The launch, due to take place in 2026, will see PLATO (Planetary Transits and Oscillations of stars) and its 26 onboard telescopes launched into the ‘L2’ virtual point in space, located 1.5 million kilometers (932,000 miles) beyond Earth.
Once it has reached its destination in space, PLATO will “monitor thousands of bright stars over a large area of the sky, looking for regular dips in brightness as planets pass by them.”
It will also investigate seismic activity in some of the host stars, determining their masses, sizes, and ages “with unprecedented accuracy."
“The launch of PLATO will give us the opportunity to contribute to some of the biggest discoveries of the next decade answering fundamental questions about our existence, and could eventually lead to the detection of extra-terrestrial life,” PLATO Science Coordinator and Professor of Physics at Warwick University Don Pollacco said.
PLATO’s mission is similar to that of NASA’s Kepler observatory, which has so far confirmed 3,400 exoplanets, only 30 of which are less than twice the size of Earth and orbiting within the ‘habitable’ zone of their star.

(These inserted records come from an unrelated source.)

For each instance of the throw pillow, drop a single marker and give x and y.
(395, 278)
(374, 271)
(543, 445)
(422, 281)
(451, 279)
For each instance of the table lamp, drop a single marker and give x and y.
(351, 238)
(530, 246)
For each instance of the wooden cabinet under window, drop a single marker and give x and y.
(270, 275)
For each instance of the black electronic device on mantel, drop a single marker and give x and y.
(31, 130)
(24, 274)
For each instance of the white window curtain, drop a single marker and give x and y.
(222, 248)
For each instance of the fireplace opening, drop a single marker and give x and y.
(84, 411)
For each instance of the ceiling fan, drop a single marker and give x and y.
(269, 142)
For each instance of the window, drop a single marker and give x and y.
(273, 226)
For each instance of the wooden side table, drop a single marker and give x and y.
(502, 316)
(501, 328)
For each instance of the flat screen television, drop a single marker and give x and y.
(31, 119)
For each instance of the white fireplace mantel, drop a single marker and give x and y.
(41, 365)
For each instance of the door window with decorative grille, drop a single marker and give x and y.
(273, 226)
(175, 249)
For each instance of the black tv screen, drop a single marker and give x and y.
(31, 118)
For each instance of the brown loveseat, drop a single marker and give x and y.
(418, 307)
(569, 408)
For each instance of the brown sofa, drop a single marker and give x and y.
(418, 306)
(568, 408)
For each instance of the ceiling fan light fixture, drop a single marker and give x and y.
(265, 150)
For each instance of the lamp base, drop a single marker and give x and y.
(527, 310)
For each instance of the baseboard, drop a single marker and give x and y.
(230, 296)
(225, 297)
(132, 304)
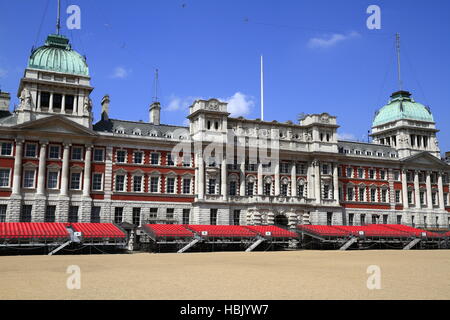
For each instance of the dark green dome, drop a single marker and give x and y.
(402, 106)
(57, 56)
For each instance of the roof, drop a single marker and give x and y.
(130, 127)
(57, 56)
(402, 106)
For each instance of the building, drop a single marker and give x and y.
(57, 165)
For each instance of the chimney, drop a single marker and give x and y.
(105, 107)
(5, 99)
(155, 113)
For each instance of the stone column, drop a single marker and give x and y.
(201, 178)
(417, 189)
(277, 178)
(242, 178)
(41, 170)
(317, 187)
(63, 104)
(293, 180)
(224, 179)
(404, 190)
(38, 103)
(50, 103)
(441, 191)
(87, 172)
(335, 182)
(429, 197)
(260, 180)
(65, 171)
(17, 178)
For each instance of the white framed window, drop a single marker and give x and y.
(121, 156)
(99, 154)
(373, 195)
(187, 160)
(120, 182)
(384, 196)
(137, 183)
(6, 148)
(5, 177)
(138, 157)
(187, 185)
(349, 172)
(52, 179)
(170, 184)
(75, 180)
(31, 150)
(350, 194)
(154, 158)
(29, 178)
(154, 184)
(97, 181)
(170, 159)
(77, 153)
(54, 152)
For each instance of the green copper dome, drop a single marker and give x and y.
(57, 56)
(402, 106)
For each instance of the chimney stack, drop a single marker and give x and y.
(105, 107)
(5, 99)
(155, 113)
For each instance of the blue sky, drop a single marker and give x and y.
(319, 55)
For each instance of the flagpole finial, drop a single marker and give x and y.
(397, 42)
(58, 18)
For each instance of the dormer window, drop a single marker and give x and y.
(57, 102)
(45, 101)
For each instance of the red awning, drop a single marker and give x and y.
(98, 230)
(33, 230)
(275, 232)
(168, 230)
(222, 231)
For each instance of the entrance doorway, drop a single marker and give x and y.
(281, 220)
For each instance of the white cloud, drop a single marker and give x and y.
(120, 73)
(177, 103)
(346, 136)
(239, 104)
(327, 41)
(3, 73)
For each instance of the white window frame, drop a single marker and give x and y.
(9, 178)
(26, 149)
(103, 155)
(101, 183)
(49, 152)
(151, 158)
(125, 157)
(174, 184)
(57, 178)
(125, 176)
(158, 187)
(142, 182)
(142, 158)
(72, 172)
(11, 150)
(81, 153)
(34, 178)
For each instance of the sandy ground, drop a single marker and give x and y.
(230, 275)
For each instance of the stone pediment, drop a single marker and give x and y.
(425, 159)
(56, 124)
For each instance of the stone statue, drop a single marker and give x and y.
(25, 100)
(87, 107)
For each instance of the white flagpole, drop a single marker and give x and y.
(262, 89)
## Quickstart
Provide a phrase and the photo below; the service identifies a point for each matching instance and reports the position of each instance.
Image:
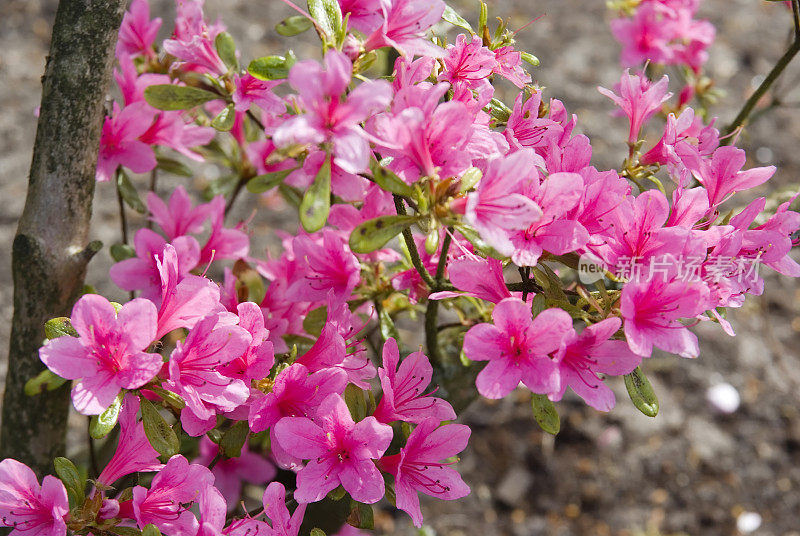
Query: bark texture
(50, 250)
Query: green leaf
(150, 530)
(263, 183)
(45, 380)
(226, 48)
(173, 399)
(390, 182)
(354, 397)
(545, 413)
(224, 119)
(102, 424)
(328, 15)
(337, 494)
(128, 192)
(233, 439)
(315, 320)
(499, 110)
(294, 25)
(120, 252)
(451, 16)
(59, 327)
(316, 204)
(75, 485)
(169, 97)
(388, 329)
(124, 531)
(641, 392)
(272, 67)
(160, 435)
(530, 58)
(173, 166)
(374, 234)
(361, 516)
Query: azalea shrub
(430, 203)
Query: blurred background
(691, 470)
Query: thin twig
(770, 79)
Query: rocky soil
(688, 471)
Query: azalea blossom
(109, 353)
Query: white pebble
(748, 522)
(723, 397)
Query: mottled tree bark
(50, 251)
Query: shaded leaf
(233, 439)
(641, 392)
(169, 97)
(226, 48)
(160, 435)
(316, 204)
(75, 485)
(545, 413)
(224, 119)
(102, 424)
(294, 25)
(268, 181)
(374, 234)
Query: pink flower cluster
(666, 32)
(423, 191)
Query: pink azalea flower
(229, 473)
(405, 25)
(184, 301)
(639, 99)
(518, 348)
(340, 452)
(525, 128)
(173, 490)
(250, 90)
(365, 15)
(109, 353)
(330, 114)
(422, 136)
(141, 272)
(722, 175)
(499, 205)
(477, 277)
(223, 243)
(26, 507)
(509, 66)
(178, 217)
(404, 384)
(138, 33)
(328, 266)
(468, 63)
(295, 393)
(554, 232)
(134, 453)
(418, 467)
(120, 144)
(652, 309)
(256, 362)
(193, 40)
(348, 186)
(193, 374)
(590, 354)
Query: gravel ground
(688, 471)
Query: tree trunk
(50, 250)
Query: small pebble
(723, 397)
(748, 522)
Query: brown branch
(50, 250)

Habitable zones are defined by being not so close to the star that water evaporates, and not so cold that it freezes, as water is a requirement for life as we know it.
Meanwhile, the ESA has also given provisional approval for the LISA (Laser Interferometer Space Antenna) on Tuesday, which will be tasked with observing the gravitational waves created when black holes collide. Launch is expected in 2034.
Headquartered in Paris, the ESA is a collaborative agency with 22 member states. Canada also takes part in some projects under a cooperation agreement.